Both accounts are correct, but in a different way. Having explained this in my own words, let me quote Eusebius, the fourth-century bishop of Caesarea, who wrote this:
"Before that I must explain how those two, Jacob and Heli, were brothers, and before that how their fathers, Matthan and Melchi, members of different families, are stated to have been Joseph's grandfathers.
"Well now, Matthan and Melchi, successive husbands of the same wife, fathered half-brothers, for the law allows a woman who has been either divorced or widowed to marry again. The wife in question, whose name is given as Estha, first married Matthan the descendant of Solomon, and bore him Jacob; then on the death of Matthan, the widow married Melchi, whose line went back to Nathan, and who belonged to the same tribe, though not to the same family, and by him had a son Heli.
"Thus, though the families were different, we shall find that Jacob and Heli had the same mother. When Heli died childless, his brother Jacob took his wife and by her became father of Joseph in the third generation. According to nature, Joseph was his son--and according to reason, so that Scripture says, 'Jacob begot Joseph'; but according to the law, he was Heli's son; for Jacob as a good brother 'raised up' offspring to him." [History of the Church, I, vii, 12]
He goes on to explain Luke's expression, "being supposedly the son of Joseph" (3:23).
"It was impossible to express legal descent more explicitly and never once from beginning to end did he use the word 'begot' with reference to this type of fatherhood, as he traced the line, in the reverse direction, to 'Adam, the son of God'."
So, in effect, Joseph had two fathers, one biological and one legal. The biological father of Joseph was Jacob, who was a descendant of Jeconiah, upon whom the curse had come. But Jacob's son, Joseph, was not his son at all, because by the Law of Sonship, Eli was Joseph's father. Eli was not a descendant of Jeconiah.
As I have said many times, "the law always trumps genealogy."
This is why a genealogical Judahite or member of any of the tribes of Israel could be disinherited by law. He could be "cut off from among his people" for certain crimes, including the Law of Sacrifice (Lev. 17:4). In other words, if a genealogical Israelite violated the Law of Sacrifice, he would lose his citizenship in the tribe.
Likewise, if a woman married outside of her tribe, she was considered to be of that new tribe (Num. 36:3). Again, the law took precedence over genealogy.
Hence, Eli's lawful position as Joseph's father took precedence over Jacob's claim as the biological father of Joseph. In that sense, Joseph was not tainted by the curse upon Jeconiah.
The Virgin Birth of Christ
So far, we have only explained the discrepancy in the two genealogical records. Jesus was not conceived by Joseph, but by the Holy Spirit (Matt. 1:18; Luke 1:34, 35). Hence, Joseph was not Jesus' biological father, but rather he was the legal father.

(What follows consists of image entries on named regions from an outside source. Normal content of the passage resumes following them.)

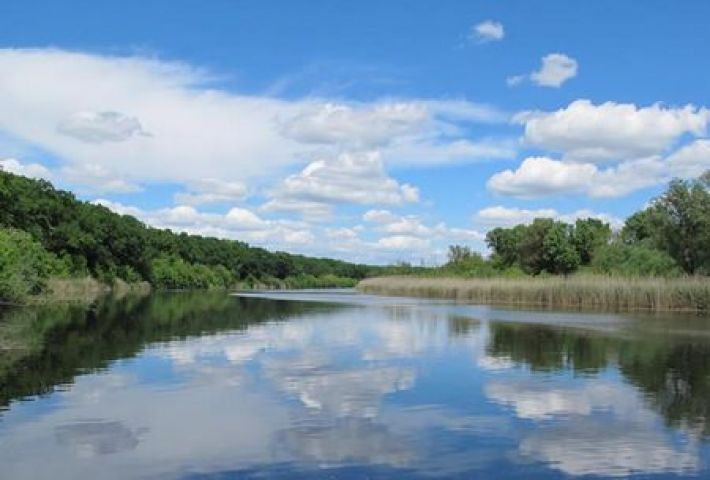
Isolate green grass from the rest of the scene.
[358,275,710,312]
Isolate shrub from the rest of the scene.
[0,228,68,302]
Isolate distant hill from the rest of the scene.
[0,171,370,294]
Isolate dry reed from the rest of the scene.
[357,275,710,312]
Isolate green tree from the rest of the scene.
[542,222,580,275]
[573,218,611,265]
[448,245,473,265]
[0,228,66,302]
[622,172,710,274]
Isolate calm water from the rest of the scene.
[0,292,710,480]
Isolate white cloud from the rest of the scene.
[505,75,528,87]
[263,152,419,219]
[487,157,673,198]
[505,53,578,88]
[488,157,597,198]
[377,235,429,250]
[363,210,485,256]
[175,178,247,205]
[58,163,142,193]
[325,226,362,241]
[382,139,518,166]
[362,210,399,223]
[516,100,710,161]
[0,158,52,180]
[57,112,150,143]
[94,199,315,248]
[476,205,623,228]
[530,53,577,88]
[667,139,710,178]
[476,205,558,226]
[0,49,507,194]
[470,20,505,43]
[282,102,429,148]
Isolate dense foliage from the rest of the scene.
[486,218,611,275]
[0,228,67,302]
[621,171,710,275]
[472,171,710,276]
[0,171,368,298]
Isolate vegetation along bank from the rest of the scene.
[359,172,710,312]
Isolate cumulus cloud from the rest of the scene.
[94,199,315,248]
[506,53,578,88]
[487,157,681,198]
[476,205,623,228]
[530,53,577,88]
[376,235,430,251]
[516,100,710,162]
[282,102,429,148]
[0,158,52,180]
[363,210,485,256]
[668,139,710,178]
[488,157,597,198]
[175,178,247,205]
[59,163,142,193]
[57,112,150,143]
[469,20,505,43]
[0,49,506,193]
[263,152,419,219]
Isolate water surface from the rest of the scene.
[0,292,710,479]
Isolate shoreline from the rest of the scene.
[356,275,710,314]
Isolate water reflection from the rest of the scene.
[0,293,710,479]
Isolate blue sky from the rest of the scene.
[0,0,710,263]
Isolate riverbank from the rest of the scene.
[357,275,710,312]
[23,277,152,305]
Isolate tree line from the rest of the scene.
[0,170,369,300]
[443,171,710,276]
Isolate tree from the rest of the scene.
[448,245,473,265]
[572,218,611,265]
[542,222,580,275]
[622,171,710,274]
[486,225,527,268]
[0,228,66,302]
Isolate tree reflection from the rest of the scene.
[0,292,344,407]
[487,323,710,436]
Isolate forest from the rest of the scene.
[392,171,710,278]
[0,171,368,302]
[0,171,710,301]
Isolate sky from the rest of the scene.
[0,0,710,265]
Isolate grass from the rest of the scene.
[358,275,710,312]
[27,277,151,304]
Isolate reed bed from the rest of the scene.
[28,277,151,304]
[357,275,710,312]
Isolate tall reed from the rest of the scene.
[357,275,710,312]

Jesus therefore had two fathers. The Holy Spirit was Jesus' biological Father in heaven, while Joseph (who was "childless") was Jesus' legal father on earth.
Yet in the next generation, Jesus too died "childless," and we--His brethren--are called to raise up seed to our older Brother by begetting the Manchild, which is Christ in you. That holy seed has not the seed of Adam that it should sin. It is begotten of God.